Emily felt her world crashing that minute. She was no fool and could rightly guess what mush have occurred. The reality dropped on her like ice water. Her mother hadn’t just destroyed the company. She’d set her up to take the fall. Anger filled her that instant as the dawned reality settled. She would be a fool to keep putting her mother first. It was time to rise up and defend her name, even if it meant implicating her mother who wouldn’t think twice of tarnishing her (Emily’s) image for her selfish gain.
On the other side of the city, Adrian had his own ghost to deal with. Jonathan’s personal archivist had sent over another file. A strange one in fact. It had been dug out of ancient backup tapes from his first office. Inside it was a digitized snippet from an answering machine. Adrian closed his office door and put on headphones.
The recording was scratchy. First came a young woman’s voice.
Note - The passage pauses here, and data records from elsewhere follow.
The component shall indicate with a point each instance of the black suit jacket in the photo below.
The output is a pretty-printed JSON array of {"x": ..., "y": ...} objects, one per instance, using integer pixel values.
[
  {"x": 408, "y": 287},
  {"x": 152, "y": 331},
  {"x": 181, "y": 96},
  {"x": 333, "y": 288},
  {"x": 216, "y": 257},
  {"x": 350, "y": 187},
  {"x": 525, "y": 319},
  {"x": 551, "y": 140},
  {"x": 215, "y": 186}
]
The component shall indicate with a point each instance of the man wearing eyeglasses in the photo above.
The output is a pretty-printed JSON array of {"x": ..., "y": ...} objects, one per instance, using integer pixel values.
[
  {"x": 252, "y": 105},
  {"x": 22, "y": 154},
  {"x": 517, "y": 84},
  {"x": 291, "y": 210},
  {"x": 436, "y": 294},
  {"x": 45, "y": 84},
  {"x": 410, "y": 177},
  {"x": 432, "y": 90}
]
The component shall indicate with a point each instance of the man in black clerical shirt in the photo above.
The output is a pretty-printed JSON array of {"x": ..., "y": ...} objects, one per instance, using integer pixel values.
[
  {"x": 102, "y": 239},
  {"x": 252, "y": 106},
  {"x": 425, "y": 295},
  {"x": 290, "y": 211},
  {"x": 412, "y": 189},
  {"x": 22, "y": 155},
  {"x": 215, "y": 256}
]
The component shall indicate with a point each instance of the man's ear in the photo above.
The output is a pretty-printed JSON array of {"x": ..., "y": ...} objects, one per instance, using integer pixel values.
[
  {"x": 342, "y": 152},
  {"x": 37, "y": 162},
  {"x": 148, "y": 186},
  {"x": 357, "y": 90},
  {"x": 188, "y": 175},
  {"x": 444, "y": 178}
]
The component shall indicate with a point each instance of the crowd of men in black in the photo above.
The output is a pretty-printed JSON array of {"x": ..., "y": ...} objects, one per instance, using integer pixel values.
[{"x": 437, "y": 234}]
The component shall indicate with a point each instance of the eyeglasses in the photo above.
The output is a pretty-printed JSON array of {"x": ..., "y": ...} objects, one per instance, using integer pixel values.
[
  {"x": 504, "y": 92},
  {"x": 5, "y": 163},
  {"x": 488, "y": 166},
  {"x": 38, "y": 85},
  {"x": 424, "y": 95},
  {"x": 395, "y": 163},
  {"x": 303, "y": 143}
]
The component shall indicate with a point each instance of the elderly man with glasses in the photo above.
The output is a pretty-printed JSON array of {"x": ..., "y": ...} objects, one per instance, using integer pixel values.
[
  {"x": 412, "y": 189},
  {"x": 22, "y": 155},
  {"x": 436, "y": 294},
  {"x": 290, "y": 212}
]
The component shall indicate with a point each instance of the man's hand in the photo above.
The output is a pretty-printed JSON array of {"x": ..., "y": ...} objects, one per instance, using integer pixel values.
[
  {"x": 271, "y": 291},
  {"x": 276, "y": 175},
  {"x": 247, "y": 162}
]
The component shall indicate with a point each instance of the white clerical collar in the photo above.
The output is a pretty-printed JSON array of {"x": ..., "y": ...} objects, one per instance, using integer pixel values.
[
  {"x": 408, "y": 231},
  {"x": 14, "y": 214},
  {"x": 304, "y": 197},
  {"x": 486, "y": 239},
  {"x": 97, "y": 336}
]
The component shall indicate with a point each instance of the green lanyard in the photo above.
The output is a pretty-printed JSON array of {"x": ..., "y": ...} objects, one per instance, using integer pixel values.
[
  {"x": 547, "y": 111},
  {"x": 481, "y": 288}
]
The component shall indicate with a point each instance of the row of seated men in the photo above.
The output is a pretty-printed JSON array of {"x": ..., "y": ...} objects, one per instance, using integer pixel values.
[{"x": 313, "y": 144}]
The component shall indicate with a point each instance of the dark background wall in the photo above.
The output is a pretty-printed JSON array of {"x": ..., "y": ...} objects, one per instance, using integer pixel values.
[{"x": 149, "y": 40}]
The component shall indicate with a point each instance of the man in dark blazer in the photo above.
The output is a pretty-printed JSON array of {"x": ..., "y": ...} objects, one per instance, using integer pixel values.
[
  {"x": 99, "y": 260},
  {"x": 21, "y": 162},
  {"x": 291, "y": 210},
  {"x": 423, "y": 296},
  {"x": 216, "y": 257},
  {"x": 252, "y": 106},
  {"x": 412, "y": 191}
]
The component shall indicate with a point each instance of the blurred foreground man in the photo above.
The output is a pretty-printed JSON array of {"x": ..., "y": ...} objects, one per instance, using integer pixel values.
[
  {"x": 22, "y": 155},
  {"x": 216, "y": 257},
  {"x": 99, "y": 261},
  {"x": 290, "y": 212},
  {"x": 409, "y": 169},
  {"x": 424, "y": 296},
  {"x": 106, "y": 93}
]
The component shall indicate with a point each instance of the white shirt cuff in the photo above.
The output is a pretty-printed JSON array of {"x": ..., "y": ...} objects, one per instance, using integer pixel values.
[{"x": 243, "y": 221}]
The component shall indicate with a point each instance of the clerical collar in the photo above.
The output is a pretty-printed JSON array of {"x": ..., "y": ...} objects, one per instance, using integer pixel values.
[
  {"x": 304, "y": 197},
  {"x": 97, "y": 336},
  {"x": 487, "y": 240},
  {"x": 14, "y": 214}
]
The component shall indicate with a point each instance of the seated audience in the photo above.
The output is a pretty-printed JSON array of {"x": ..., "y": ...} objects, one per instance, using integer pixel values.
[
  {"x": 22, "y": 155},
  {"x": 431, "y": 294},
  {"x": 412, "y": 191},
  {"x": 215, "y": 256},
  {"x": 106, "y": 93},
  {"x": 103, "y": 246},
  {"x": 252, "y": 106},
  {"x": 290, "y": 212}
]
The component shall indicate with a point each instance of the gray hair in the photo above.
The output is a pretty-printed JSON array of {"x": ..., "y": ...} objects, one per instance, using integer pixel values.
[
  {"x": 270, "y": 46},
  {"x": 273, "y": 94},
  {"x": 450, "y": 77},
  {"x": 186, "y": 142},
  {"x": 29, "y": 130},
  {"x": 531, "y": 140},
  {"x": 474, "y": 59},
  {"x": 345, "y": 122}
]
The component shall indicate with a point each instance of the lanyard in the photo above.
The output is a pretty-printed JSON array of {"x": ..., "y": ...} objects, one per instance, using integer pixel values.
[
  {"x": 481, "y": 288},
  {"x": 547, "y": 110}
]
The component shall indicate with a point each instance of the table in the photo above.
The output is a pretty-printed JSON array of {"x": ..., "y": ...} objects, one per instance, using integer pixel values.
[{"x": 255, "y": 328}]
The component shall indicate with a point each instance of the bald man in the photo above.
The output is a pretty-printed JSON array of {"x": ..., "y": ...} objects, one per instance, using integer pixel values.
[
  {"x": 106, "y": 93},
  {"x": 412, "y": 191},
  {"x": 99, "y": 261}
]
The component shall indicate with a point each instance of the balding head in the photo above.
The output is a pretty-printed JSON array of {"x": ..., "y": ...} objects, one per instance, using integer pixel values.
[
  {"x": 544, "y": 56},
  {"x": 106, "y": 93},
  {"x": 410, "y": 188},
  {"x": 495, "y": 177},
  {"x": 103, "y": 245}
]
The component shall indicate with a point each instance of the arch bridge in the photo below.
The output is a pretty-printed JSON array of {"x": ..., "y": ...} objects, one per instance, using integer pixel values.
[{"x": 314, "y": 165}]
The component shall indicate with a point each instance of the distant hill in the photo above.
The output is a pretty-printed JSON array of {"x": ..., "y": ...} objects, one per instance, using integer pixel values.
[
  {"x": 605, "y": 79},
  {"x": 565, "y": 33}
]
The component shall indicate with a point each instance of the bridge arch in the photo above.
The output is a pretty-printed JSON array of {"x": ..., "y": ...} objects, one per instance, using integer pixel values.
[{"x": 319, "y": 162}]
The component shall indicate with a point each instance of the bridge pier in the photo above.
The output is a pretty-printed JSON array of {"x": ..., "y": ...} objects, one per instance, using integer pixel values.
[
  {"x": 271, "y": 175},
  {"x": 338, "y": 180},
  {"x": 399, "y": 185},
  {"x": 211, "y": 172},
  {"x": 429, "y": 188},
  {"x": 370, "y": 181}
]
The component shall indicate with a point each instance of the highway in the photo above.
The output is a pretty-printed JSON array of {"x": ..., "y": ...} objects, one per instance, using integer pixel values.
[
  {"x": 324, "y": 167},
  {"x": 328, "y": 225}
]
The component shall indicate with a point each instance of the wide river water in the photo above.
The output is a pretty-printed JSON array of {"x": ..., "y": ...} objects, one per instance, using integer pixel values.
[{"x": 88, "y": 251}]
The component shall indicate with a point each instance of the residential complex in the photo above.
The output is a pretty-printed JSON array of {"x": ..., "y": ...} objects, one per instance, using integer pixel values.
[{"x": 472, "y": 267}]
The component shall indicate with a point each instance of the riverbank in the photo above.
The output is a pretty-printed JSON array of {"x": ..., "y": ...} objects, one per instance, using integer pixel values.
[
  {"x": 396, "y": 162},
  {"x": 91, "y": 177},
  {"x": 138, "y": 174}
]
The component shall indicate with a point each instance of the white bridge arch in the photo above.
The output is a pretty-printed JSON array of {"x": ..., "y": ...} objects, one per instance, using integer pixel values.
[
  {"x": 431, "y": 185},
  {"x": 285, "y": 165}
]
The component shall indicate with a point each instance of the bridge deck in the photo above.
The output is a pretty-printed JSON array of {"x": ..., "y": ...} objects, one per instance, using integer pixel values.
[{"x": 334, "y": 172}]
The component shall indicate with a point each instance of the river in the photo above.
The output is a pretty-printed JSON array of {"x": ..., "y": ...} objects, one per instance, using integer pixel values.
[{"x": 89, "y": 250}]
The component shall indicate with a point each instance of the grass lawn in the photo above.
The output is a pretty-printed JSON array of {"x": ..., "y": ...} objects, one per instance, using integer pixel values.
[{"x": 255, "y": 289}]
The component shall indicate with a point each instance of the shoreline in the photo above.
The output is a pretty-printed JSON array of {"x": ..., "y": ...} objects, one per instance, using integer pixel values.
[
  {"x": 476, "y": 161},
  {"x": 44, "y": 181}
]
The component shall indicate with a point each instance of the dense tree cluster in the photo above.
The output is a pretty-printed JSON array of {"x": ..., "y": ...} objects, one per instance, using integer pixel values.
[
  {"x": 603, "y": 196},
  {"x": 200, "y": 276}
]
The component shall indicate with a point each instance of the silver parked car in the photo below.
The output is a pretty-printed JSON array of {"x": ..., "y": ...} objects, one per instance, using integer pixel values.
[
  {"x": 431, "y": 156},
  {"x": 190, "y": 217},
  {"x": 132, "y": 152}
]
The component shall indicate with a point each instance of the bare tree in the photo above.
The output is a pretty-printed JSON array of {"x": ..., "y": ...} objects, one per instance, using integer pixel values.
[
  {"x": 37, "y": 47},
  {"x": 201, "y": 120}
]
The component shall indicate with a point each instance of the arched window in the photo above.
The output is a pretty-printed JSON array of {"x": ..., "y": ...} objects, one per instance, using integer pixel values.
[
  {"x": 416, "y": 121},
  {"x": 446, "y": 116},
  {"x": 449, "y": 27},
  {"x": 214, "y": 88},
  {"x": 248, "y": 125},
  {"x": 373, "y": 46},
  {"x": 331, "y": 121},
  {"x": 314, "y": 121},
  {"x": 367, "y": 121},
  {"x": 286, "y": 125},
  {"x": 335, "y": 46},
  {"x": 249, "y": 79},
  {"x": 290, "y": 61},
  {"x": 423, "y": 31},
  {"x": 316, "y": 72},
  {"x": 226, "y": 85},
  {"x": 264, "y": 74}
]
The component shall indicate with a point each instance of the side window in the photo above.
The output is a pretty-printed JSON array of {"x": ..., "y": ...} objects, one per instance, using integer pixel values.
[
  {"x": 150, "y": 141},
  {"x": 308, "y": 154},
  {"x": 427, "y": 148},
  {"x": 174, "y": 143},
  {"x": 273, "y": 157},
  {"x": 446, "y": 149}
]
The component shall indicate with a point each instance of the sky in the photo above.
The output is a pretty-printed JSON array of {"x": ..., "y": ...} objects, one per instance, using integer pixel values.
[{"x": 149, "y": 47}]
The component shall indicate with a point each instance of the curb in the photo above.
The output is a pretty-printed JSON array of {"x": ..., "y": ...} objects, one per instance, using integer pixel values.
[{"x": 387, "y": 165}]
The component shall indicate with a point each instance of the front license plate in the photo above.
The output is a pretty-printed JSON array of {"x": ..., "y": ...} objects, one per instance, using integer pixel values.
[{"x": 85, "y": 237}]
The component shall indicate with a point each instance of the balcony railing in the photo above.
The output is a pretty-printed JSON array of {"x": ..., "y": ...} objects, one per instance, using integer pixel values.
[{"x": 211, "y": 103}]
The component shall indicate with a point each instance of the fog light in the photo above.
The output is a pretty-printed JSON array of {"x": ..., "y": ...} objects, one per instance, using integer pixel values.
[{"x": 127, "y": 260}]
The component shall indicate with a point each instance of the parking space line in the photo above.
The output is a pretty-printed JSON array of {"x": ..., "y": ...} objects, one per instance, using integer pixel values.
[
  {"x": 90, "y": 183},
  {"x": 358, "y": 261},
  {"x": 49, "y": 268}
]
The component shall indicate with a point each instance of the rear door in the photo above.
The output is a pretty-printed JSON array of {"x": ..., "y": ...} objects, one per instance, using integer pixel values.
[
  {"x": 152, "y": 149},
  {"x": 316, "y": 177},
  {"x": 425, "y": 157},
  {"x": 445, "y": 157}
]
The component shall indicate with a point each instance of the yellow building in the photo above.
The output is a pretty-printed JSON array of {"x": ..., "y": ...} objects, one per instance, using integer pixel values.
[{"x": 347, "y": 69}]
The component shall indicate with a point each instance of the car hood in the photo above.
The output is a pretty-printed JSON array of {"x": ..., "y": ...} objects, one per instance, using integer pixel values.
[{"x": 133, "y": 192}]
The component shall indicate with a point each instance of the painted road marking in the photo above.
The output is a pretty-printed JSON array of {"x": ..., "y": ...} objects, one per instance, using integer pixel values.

He could sense the tension from her shaking voice that was trying to hold steady. “Veronica? This is Clara Carter. We need to talk. About Jonathan. About… the baby.”
There was a pause. Then a sharper, younger version of Veronica’s voice cut in, already dripping venom: “Listen to me, you little gold-digging w***e. Stay away from my husband. Stay away from this company. Stay away from this city, or you’ll regret it. I’ll bury you so deep you’ll wish you’d never been born.”
A short, choked sob. “You can’t…”
“Try me,” Veronica snapped. “Jonathan might be weak, but I’m not. Disappear.”
Adrian sat back in his chair more confused than ever, staring at nothing. Then he hit play again. And again. The tremor in his mother’s voice. The icy certainty in Veronica’s.
On the desk beside him sat the audit report with Emily’s name splashed across every damning page. Maybe she’d been a pawn. Maybe she’d been a willing partner. He didn’t know yet. But he knew one thing. Veronica Harris had more stain to her name than the world knew.